Use the following procedure to view alert details.

Procedure

  1. On the left navigation pane, click Alerts.
    A table of alerts displays depending on the filter settings and selected time duration.
    Note: In the table, the Status column displays Policy Applied with a red shield icon if an action was taken by a policy on a Carbon Black Analytics alert.
  2. To view the details of an alert, do one of the following:
    • Double-click the alert.
    • Click the > to the right of the Actions column.
    The expanded, right-side pane displays. An Alert Details summary pane describes the type of alert, the alert ID, the reason for the alert, the policy and rule name, and the workflow status.
  3. Click Blue expland arrow to view the Alert Details pane in a separate tab and to open further panes.
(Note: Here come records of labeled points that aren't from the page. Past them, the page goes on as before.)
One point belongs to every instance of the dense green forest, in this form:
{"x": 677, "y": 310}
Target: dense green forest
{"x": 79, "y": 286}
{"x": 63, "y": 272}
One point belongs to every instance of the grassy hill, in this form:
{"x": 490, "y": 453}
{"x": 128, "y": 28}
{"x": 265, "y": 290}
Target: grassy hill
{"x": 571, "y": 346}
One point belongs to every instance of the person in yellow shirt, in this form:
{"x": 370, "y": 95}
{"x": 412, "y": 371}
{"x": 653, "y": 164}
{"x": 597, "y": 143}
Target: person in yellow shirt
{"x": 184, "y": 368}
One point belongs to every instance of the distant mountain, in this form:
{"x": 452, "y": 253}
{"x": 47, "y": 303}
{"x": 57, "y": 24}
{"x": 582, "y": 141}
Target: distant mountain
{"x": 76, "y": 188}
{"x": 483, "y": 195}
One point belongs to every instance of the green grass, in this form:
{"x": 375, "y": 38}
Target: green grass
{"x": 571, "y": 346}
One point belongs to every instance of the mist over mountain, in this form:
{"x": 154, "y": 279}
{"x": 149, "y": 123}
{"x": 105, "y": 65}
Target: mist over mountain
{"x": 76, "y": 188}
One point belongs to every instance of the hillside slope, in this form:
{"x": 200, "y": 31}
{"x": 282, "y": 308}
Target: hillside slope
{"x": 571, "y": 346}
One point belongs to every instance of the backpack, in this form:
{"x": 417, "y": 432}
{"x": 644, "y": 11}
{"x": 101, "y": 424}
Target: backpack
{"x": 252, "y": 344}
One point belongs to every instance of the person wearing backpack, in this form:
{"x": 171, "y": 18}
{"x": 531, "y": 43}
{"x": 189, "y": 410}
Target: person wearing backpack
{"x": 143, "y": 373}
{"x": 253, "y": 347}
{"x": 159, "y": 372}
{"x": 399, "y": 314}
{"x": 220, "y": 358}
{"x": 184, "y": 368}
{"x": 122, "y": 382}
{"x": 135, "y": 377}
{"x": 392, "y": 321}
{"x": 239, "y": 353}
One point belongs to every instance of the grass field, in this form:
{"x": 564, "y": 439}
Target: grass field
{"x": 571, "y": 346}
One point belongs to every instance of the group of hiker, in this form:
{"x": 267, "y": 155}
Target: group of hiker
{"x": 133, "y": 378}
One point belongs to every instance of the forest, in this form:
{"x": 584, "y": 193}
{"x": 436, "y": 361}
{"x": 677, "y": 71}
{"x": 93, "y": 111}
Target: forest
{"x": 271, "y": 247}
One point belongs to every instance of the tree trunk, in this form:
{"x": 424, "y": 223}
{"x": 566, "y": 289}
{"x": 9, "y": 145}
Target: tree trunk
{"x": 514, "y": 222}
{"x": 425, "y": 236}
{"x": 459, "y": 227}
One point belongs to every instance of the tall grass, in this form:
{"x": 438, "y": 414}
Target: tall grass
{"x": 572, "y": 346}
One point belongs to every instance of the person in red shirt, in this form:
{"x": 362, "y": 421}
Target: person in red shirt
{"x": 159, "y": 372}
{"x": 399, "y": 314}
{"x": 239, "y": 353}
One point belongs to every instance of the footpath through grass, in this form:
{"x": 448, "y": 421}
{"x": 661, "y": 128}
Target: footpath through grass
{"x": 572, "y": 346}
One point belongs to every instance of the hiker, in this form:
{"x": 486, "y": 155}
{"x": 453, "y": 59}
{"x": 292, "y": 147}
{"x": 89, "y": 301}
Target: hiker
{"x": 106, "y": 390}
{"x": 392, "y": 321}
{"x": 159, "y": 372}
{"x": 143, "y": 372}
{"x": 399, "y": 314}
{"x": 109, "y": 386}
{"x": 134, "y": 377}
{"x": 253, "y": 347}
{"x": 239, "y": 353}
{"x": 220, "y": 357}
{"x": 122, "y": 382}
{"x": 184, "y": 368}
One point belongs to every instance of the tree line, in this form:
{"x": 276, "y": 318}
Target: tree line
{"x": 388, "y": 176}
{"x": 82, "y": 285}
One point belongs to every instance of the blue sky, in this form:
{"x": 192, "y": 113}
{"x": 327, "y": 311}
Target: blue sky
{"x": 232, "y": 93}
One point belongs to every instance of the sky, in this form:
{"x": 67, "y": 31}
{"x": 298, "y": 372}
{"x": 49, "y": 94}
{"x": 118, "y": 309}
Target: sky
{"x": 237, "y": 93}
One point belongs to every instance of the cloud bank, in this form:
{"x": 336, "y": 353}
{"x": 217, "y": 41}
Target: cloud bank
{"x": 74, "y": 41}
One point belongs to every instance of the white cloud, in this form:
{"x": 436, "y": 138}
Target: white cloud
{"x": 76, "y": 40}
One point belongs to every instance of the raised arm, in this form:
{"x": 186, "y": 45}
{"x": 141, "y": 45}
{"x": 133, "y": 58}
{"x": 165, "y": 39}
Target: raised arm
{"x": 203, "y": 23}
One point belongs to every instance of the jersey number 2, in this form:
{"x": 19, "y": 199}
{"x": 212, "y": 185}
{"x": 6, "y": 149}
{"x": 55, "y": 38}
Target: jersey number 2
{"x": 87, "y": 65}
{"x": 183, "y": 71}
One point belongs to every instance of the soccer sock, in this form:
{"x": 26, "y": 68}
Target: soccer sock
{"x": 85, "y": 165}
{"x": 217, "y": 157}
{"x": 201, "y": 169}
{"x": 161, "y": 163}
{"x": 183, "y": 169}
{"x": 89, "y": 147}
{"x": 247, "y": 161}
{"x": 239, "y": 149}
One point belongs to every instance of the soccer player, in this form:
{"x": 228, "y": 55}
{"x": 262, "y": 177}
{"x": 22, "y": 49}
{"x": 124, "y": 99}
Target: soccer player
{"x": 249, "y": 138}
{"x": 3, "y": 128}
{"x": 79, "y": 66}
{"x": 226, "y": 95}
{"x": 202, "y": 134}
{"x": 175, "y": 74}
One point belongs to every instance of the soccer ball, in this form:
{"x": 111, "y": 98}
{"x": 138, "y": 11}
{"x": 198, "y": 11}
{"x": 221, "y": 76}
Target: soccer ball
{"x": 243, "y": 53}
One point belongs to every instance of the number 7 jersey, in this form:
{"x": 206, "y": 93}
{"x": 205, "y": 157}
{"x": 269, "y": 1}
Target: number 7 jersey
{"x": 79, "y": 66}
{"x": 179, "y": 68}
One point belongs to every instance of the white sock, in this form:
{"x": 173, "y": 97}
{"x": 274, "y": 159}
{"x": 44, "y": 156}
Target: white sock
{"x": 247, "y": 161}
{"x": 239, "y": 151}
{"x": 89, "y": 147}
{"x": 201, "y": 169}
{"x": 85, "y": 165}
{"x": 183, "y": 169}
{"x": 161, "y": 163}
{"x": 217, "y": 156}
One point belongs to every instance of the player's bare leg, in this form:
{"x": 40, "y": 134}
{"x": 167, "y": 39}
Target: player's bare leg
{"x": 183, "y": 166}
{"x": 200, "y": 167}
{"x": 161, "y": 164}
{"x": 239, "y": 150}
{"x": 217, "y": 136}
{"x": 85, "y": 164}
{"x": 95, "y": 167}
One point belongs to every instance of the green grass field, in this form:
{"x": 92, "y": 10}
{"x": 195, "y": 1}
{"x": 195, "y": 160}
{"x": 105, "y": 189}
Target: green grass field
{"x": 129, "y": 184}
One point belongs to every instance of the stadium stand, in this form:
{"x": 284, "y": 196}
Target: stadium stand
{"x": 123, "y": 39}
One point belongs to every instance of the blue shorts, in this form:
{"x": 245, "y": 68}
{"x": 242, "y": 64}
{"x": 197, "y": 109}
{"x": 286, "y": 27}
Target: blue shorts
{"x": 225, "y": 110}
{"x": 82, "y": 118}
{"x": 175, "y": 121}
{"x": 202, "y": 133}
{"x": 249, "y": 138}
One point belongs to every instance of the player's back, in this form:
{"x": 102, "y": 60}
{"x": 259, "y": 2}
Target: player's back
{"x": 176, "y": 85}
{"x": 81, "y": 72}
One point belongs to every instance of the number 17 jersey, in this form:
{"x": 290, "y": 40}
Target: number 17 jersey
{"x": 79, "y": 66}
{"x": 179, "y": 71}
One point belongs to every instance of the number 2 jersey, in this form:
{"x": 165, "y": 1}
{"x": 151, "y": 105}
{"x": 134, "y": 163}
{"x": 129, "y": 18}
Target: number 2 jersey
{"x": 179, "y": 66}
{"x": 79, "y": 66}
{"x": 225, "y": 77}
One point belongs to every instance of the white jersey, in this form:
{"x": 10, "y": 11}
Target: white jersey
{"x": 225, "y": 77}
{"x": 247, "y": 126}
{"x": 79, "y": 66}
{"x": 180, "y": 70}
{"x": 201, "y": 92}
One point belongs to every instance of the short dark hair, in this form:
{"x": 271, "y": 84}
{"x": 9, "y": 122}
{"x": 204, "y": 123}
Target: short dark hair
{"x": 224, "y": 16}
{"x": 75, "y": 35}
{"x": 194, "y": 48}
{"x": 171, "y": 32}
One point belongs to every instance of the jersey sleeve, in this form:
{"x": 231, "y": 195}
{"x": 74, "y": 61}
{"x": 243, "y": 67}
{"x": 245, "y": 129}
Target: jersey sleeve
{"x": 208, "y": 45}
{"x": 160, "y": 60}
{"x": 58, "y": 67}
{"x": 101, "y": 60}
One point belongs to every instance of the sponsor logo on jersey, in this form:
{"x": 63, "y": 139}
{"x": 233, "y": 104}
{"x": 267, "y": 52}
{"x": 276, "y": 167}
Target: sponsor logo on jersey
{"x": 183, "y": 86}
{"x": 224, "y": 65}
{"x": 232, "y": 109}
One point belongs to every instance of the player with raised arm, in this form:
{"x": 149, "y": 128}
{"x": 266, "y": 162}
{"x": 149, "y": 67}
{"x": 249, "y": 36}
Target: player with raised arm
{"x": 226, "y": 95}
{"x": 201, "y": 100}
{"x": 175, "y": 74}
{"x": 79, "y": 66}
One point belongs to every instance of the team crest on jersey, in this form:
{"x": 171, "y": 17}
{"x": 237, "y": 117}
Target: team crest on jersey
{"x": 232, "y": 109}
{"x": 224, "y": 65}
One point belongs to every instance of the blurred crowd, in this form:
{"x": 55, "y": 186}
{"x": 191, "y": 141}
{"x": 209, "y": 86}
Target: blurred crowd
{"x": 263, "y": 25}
    The expanded view displays the following panes:
    • Process
    • Child process
    • Involved processes
    • Asset
    • Remediation
    • Alert ID history
    • Threat ID history
  4. You can:
    • Click <Previous or >Next to view the alert details of the previous or subsequent alert.
    • Use the respective buttons in the upper-right corner of the Alert Details section to further triage or investigate the alert.
    • View the causes of the alert in the What triggered this alert? section. If the number of observations displays 100+, you can:
      • Click the Alert triage icon Alert triage icon to view 100 observations.
      • Click the Investigate icon Investigate icon to view all the data beyond the 100 observations.
      Alert details panel with What Triggered This Alert section
  5. Click X in the upper-right corner to close the Alert Details pane.